Hey, 2020 was one of the craziest years to date with everything going sideways during the pandemic. Live events were postponed and cancelled. The World Series of Poker were forced to pivot and change the annual pilgrimage to Las Vegas into a series of online events. The 2020 WSOP was set to be the largest ever in the history of the WSOP with 101 bracelets up for grabs. It was also rumored to be the last-ever hosted at the Rio Casino in Las Vegas after Caesar's sold the Rio. Word on the street was that the suits running the WSOP were going to migrate the summer poker circus to the new Caesar's convention center.
When the pandemic hit, the WSOP kept kicking the can down the road and would not cancel it outright. They initially postponed it until the fall of 2020. During the summer, the 2020 WSOP migrated online with 85 bracelet events running at WSOP.com and GGPoker. The problem of accessibility surfaced.
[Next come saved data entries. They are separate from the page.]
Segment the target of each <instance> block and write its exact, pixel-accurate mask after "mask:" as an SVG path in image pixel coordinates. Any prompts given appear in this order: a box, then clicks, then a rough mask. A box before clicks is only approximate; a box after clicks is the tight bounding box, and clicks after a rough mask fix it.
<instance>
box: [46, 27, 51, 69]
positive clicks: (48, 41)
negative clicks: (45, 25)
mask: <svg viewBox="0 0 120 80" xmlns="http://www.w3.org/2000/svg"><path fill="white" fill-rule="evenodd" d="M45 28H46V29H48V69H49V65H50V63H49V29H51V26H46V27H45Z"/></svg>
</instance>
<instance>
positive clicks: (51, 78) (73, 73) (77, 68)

Any of the 31 events on WSOP.com were limited to anyone within state lines of Nevada or New Jersey in order to play, meanwhile Americans could not play on any of the 54 bracelet events on GGPoker.
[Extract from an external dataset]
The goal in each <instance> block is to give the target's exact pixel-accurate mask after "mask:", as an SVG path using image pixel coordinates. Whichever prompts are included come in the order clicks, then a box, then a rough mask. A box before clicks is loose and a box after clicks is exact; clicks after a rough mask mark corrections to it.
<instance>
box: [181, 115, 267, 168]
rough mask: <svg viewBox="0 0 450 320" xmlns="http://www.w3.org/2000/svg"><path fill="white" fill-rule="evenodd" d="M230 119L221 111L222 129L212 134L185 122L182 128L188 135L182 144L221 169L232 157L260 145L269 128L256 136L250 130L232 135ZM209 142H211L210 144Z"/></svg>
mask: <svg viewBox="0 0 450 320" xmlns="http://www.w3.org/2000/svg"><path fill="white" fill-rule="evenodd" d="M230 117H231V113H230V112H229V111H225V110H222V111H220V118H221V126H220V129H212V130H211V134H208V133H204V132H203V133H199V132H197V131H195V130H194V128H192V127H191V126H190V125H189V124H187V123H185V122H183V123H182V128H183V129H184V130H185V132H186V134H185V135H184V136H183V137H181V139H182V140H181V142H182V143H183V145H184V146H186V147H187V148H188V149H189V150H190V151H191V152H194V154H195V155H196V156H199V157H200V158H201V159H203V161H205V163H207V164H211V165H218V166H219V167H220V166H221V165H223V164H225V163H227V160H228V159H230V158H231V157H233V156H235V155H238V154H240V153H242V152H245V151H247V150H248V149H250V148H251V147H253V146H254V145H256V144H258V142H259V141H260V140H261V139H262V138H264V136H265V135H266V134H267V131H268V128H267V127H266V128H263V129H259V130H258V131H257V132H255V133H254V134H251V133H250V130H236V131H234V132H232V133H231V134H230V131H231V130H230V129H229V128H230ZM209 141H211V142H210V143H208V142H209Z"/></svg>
The online series for both Americans and international players had a few bumps, but the WSOP handed out 65 bracelets in the middle of a pandemic. Everyone thought they crowned a "Main Event" champion when Bulgaria's Stoyan Madanzhiev banked nearly $4 million for winning the $5,000 buy-in 2020 WSOP Main Event at GGPoker.
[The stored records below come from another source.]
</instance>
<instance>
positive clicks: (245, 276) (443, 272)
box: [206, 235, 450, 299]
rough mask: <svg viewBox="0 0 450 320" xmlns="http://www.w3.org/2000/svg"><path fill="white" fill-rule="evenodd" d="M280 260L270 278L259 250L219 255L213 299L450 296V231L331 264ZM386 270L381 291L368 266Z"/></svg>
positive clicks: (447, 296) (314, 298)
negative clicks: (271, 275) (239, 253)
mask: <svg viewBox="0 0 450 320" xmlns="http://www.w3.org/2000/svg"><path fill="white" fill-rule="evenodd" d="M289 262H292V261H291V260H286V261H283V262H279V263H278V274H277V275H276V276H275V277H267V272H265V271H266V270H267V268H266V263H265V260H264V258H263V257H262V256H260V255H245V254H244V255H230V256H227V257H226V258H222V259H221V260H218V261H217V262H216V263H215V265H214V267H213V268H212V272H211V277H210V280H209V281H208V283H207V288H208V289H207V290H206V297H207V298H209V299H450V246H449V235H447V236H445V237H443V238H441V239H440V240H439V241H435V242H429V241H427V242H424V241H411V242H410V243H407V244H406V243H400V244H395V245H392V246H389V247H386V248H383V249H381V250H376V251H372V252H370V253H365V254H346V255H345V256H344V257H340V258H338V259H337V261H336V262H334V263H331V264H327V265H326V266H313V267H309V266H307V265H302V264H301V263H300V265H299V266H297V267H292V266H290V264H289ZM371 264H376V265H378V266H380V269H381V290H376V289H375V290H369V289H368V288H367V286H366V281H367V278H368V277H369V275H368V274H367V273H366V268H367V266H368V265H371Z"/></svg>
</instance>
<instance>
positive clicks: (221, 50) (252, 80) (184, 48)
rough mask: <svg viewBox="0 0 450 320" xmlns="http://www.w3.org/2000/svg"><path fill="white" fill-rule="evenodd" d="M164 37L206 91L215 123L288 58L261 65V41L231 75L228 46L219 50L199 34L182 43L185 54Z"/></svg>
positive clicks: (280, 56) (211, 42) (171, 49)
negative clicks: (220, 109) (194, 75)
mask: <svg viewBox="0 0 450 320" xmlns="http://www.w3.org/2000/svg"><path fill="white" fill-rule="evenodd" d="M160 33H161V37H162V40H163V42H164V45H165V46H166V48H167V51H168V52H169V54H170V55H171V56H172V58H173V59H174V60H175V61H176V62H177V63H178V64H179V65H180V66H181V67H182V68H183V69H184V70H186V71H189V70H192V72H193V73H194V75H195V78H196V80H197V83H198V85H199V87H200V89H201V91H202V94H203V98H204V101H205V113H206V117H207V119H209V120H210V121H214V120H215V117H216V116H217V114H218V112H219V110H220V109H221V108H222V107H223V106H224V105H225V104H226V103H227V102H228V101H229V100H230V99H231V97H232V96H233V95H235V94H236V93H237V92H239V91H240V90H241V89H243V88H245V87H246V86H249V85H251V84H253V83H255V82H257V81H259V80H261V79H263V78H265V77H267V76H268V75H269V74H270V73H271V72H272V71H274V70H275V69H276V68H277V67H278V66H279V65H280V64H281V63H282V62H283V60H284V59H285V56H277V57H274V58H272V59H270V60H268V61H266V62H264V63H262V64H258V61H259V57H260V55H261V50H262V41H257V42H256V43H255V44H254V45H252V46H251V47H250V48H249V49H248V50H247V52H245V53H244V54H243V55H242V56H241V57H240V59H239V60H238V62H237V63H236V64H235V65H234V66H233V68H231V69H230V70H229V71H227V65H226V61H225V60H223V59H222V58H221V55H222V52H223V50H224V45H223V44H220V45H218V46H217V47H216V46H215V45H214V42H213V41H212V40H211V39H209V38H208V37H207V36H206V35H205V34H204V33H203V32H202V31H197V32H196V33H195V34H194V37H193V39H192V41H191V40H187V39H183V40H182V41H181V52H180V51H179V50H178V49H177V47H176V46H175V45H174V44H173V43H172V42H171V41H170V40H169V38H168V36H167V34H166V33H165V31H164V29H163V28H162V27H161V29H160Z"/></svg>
The fall came and went without the WSOP addressing the whereabouts of the live events. But just when everyone was ready to forget about it and focus on 2021, the suits at the WSOP announced their most controversial move yet... the 2020 WSOP Main Event Championship. Yes, the WSOP would host the $10,000 buy-in Main Event in a hybrid manner. The Main Event would begin online with two different legs... one domestic on WSOP.com and the other international at GGPoker. Both Main Events would play down to final table where the online action would stop and migrate to a live venue either in Las Vegas, or RozVegas. After they played down to a domestic and international champion, the champs would meet each other at the Rio in Las Vegas for a special heads-up battle where the winner would earn an additional $1 million and win the coveted 2020 WSOP Main Event bracelet.
Of course, even that didn't run smoothly. In both final tables, at least one player was absent. A player from China could not make it to RozVegas, so they played eight-handed until Damian Salas from Argentina won the RozVegas final table for a score worth $1.55 million. In the USA, Upeshka 'gomezhamburg' De Silva advanced to the final table, but he could not compete at the final table in Vegas because he tested positive for COVID-19. Yikes. The Vegas final table was also eight-handed and Joseph 'kolebear' Herbert took down that final table for $1.5 million.
The heads-up portion of the WSOP Main Event was delayed a few days because Damian Salas got flagged and denied entry because he had traveled less than 14 days before entering the USA. Salas eventually made it to Las Vegas and defeated Joe Herbert to win the extra cool million and the bracelet.
And now, you can watch the drama unfold on ESPN 2 on Sunday, February 28,2021.